Conosco bene queste tattiche, sono tipiche della "guerra asimmetrica". Trovo francamente divertente, al limite della grassa ilarità, che dilettanti di ogni specie e genere usino questi mezzucci con un professionista. E' come se io, da bravo "tennista della domenica", volessi sfidare domani Rafa Nadal. Chi pensate che vincerebbe?
Amo quindi essere estremamente tranchant. Non accetto, in alcun campo, i giochini classici di una società incline alla sodomia di massa: siccome non ho il coraggio di dirtelo in faccia, cerco altre strade...

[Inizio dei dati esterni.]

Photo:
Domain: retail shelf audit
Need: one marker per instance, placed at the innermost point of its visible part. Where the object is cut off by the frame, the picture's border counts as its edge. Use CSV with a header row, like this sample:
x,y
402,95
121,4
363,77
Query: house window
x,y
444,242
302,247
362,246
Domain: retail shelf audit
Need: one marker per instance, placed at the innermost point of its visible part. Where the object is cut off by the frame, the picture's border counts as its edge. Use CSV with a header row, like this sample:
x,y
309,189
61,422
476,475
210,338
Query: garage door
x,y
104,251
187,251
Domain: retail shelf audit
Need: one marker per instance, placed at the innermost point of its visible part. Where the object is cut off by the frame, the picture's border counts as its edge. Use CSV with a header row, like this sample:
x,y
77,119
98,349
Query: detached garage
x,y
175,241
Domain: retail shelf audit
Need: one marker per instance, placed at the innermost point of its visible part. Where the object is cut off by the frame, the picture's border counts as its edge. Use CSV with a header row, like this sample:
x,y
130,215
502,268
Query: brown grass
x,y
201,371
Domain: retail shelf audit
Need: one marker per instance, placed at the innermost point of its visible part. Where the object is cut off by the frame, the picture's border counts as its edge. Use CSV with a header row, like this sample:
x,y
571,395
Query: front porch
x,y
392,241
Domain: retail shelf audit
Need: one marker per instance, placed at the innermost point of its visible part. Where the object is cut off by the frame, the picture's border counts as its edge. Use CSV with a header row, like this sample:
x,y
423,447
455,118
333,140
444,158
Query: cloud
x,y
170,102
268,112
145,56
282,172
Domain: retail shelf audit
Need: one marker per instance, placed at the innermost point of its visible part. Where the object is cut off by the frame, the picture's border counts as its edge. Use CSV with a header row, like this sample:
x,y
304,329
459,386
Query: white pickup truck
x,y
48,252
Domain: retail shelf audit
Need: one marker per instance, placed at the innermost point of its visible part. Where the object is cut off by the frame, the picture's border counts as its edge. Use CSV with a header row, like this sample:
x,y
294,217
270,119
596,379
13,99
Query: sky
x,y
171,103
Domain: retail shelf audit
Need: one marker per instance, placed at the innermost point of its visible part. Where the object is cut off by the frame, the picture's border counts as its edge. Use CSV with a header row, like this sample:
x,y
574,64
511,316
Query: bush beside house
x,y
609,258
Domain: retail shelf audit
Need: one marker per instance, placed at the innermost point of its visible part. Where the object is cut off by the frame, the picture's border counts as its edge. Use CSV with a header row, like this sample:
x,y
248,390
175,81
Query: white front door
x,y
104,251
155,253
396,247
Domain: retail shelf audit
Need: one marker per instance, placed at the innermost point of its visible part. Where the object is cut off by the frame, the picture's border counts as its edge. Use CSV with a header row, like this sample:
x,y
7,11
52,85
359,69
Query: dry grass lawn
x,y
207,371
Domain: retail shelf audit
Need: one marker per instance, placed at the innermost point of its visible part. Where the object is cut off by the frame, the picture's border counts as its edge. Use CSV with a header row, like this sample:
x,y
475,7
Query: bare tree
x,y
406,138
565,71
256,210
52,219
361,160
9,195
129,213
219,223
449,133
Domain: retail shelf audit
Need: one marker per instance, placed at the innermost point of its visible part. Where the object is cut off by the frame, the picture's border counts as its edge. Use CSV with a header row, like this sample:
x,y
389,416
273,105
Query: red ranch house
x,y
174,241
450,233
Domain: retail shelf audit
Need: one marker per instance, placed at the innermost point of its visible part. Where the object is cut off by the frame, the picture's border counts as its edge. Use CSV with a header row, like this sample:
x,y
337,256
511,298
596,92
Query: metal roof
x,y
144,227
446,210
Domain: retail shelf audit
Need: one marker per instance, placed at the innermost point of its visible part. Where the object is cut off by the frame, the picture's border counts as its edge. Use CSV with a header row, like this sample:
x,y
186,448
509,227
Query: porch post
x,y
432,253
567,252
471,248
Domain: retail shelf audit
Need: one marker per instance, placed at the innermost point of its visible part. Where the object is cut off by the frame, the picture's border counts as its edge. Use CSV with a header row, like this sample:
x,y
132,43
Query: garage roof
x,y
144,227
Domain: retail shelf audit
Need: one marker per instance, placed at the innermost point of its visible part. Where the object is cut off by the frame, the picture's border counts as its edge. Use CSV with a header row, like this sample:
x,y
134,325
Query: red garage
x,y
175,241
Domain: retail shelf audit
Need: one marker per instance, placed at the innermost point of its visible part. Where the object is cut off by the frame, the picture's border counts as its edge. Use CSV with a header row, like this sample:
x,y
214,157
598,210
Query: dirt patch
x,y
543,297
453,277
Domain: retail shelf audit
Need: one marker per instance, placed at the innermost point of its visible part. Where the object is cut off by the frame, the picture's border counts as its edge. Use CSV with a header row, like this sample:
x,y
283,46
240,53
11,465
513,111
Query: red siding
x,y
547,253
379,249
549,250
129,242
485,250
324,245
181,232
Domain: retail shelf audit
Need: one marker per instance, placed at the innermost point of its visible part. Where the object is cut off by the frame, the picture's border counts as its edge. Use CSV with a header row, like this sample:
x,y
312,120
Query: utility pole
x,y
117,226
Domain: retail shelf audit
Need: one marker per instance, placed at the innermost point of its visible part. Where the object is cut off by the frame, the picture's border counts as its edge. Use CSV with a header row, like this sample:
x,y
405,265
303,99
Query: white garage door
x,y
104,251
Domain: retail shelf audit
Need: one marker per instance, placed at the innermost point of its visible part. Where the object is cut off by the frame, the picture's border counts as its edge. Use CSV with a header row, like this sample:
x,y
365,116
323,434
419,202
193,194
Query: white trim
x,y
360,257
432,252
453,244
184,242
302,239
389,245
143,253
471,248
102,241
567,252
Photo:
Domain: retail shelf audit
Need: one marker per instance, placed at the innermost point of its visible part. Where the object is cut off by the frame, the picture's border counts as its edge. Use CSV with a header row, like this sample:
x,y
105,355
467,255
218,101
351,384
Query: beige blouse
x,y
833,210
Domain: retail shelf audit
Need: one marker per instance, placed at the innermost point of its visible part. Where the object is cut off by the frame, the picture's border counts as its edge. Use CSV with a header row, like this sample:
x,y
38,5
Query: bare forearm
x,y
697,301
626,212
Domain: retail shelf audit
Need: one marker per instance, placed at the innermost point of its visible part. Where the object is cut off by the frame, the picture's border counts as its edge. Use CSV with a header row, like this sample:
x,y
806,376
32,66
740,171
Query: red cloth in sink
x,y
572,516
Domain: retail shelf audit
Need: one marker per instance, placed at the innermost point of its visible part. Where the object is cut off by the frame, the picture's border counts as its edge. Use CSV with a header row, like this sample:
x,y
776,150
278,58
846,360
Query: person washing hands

Io non sono così e non devo nemmeno scusarmi per non esserlo. Individuo questo tipo di aggressioni parecchio prima che si manifestino in concreto e ho già pronte le contromisure.
Dovrei avere sensi di colpa per questo? Se attaccato, reagisco. Se devo attaccare, cerco di fare il maggior numero di danni possibile: intervento di precisione chirurgica, ricorso a una minimum force, grande attenzione a non infliggere danni collaterali; ma poi colpisco, e duro.
Non vedo perché dovrei nutrire sensi di colpa per tutto questo. In genere, presto alle persone il massimo rispetto (la fila di coloro che si sentono rispettati da me è lunga infiniti chilometri). Ne chiedo altrettanto e di norma lo ottengo. Tutto funziona alla perfezione, perché io rispetto sempre chi mi rispetta. Se poi cominciano giochini sporchi, per un po' abbozzo, poi mi difendo.
Ho modi inurbani? Non mi pare proprio. Sono aggressivo? Non me l'ha mai detto nessuno. Mi difendo? Come chiunque, quando viene aggredito. Non seguo le convenzioni borghesi? E' mai parso che le seguissi? Non capisco perché rimproverarmi perché non ho profilo - e valori - da tiny dancer: a qualcuno è mai parso che li avessi...? Ma io l'ho sempre detto: è proprio quello il grande errore che viene commesso con me: omologarmi. Non aprite quella porta, grazie. Lasciatemi in pace. Ma nella pace che voglio io, non in quella che vorreste voi. Nel mondo della finzione e delle convenzioni borghesi, io non entro e non voglio entrare. L'universo delle false "diversità" mi suscita pena. Io sono un "diverso" vero, non finto, e infatti di me dite che sono un alieno, e mi trattate come tale. Benissimo, nessun problema. Ma era già tutto scritto prima, forse voi non ve ne eravate accorti. Con il processo di "femminilizzazione" dell'Occidente, io - in quanto di cultura guerriera - nulla c'entro e nulla voglio sapere. Se vi urge profferire la fatidica frase: "Ciao maschio!", avete scelto l'indirizzo sbagliato... Però consolatevi: di wimp urbani, perbenisti, mononeuronici e "gradevoli" c'è abbondanza di scelta. Mercato libero.